Squirrels with tiny shovels?

You know it has been a long winter when the woodland critters start digging themselves paths through the snow.

I wish I had seen them with their little shovels!

I wish I had seen them with their little shovels!

This morning, I looked out the kitchen window to see not just prints but a regular daggone pathway leading from the house to a hydrangea bush.  I figured it was a squirrel route, but squirrels (like my students) don’t have the attention span to dig a pathway.  They just leap and scurry.  No, this pathway must be the work of tunnel digging chipmunks.  In summer, the rock wall by that hydrangea is one of the entrances to their Maywood Metro System.  Yeah, I can just picture Simon, Theodore and Alvin (!!!!! ) with tiny little shovels working their way across the garden.
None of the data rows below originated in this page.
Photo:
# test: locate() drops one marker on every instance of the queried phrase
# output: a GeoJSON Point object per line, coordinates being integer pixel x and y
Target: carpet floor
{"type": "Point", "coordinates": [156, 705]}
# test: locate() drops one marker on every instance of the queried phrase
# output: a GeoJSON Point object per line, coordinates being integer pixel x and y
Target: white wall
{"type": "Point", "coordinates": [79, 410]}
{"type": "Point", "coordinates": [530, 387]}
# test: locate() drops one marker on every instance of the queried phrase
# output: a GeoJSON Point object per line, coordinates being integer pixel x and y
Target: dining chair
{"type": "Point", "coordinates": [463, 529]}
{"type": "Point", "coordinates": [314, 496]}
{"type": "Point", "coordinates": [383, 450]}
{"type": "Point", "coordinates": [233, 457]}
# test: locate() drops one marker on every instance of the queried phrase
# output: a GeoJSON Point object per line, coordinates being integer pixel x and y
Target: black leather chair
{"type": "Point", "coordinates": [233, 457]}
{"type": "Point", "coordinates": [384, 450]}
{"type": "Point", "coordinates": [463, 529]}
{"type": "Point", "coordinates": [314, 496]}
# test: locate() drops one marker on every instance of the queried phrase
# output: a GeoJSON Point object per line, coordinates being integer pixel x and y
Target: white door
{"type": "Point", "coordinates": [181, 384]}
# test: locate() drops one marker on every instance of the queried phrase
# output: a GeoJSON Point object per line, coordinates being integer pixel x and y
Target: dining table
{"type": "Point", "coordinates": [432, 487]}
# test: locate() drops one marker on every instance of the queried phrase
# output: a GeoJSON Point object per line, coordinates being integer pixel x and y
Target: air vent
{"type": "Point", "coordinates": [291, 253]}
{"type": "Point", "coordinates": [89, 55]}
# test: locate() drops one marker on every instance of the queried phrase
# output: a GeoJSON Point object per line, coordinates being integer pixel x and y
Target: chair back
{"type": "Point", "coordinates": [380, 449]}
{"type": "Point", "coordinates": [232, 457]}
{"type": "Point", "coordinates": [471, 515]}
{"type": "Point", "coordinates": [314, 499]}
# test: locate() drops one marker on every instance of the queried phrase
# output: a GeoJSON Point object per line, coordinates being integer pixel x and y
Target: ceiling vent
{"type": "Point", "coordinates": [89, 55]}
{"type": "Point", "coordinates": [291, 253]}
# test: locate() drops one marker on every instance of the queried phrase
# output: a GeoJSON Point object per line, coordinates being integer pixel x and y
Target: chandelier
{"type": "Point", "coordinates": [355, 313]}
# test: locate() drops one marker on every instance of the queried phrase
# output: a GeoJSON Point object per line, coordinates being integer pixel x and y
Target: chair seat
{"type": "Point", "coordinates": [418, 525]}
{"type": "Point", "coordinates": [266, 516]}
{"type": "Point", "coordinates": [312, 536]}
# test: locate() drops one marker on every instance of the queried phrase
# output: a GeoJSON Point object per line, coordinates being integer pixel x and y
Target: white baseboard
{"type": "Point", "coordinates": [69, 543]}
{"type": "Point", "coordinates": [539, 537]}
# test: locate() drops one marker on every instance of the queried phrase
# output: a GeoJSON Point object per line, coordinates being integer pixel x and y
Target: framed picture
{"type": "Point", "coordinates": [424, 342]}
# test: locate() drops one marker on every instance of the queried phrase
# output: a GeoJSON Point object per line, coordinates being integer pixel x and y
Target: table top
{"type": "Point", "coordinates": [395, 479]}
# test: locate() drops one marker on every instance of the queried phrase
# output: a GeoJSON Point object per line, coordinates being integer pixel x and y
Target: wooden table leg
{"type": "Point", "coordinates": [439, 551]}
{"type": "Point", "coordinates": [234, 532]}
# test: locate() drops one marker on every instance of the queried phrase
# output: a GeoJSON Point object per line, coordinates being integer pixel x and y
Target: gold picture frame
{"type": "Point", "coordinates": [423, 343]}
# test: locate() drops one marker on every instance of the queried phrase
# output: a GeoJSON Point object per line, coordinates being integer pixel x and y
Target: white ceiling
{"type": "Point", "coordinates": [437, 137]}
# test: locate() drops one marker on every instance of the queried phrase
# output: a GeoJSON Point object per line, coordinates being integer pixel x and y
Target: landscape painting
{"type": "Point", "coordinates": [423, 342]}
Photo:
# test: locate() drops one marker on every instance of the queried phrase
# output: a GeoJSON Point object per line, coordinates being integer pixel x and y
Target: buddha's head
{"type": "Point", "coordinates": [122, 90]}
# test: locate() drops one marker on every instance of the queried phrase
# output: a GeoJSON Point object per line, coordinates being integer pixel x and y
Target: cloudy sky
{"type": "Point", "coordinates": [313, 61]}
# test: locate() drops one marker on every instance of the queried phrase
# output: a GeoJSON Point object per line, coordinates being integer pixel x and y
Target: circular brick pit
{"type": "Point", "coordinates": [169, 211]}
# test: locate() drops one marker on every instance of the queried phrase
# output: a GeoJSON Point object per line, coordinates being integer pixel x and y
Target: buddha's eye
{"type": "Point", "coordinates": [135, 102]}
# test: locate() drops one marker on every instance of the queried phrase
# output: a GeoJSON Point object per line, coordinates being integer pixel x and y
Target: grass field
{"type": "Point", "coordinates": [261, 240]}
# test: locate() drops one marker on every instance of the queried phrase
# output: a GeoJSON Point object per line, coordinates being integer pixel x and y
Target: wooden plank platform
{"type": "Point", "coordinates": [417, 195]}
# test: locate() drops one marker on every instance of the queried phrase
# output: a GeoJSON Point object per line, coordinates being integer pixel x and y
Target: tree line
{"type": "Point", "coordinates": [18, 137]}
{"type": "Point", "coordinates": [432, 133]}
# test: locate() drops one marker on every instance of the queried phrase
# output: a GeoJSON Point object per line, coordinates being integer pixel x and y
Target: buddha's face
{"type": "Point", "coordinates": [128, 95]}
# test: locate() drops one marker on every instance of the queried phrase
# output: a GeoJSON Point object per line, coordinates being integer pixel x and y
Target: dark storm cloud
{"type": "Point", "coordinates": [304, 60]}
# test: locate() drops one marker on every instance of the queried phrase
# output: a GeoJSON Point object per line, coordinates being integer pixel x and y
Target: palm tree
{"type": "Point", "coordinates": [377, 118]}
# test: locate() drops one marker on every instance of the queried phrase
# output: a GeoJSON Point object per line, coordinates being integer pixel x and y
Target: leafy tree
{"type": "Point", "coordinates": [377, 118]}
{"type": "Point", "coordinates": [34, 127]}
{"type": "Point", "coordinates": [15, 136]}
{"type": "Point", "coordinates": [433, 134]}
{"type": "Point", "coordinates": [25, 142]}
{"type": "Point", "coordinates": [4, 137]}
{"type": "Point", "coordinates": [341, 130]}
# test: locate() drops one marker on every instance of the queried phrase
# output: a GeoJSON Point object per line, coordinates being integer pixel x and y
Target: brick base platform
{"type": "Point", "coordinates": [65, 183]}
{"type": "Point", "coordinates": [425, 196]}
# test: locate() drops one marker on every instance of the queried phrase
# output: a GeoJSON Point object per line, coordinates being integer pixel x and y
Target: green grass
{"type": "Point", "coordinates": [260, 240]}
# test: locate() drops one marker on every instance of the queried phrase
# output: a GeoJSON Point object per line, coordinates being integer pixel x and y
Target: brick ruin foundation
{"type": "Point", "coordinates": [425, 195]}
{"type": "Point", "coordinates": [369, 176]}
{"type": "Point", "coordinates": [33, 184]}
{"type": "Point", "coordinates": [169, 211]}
The snow pack  reveals a lot about who is coming and going out there.  For example, it revealed my brother-in-law’s visit to the front door the other day.  It also reveals all the routes the squirrels take to get to the house. One route is across the patio and over the abandoned hot tub where they leap on the house and into the attic to party until spring.  There are other routes that involve leaping, Tarzan-like, from trees to the roof.

Like the squirrels, the mice have no desire to shelter under a hydrangea bush in the Maywood subway system. No, they want the full comforts of home for as long as  they can get away with it.  Maywood Man keeps tossing snapped invaders and still they come.  You’d think they would  get the message that the one-way track of mouse prints leads to a cozy house of death.

Meanwhile, out yonder, the deer have gotten the message that we are turning the clocks forward tonight for Daylight Savings Time.  They have been seen traipsing across the field, brown against white, as though spring is coming, it isn’t below freezing, and they aren’t walking through nine inches of snow.  Is it the longer days or the lack of men sitting in trees that signals to them that it is safe to use their usual paths through the yard?  It sure isn’t the weather.

So it’s March, and we have no idea who remains in the beehives  because it has been too cold to look inside and they certainly have not been coming out to play in the snow.  We know at least one hive is empty and suspect that a second was not going to last the winter.  It would be great to find the two strong hives waiting for us when the temp breaks 50 later this week. Regardless of who has survived, we ordered four packages of bees for the new season.

Spring is coming.  It always does.  The chipmunks are ready.  And maybe some  bees.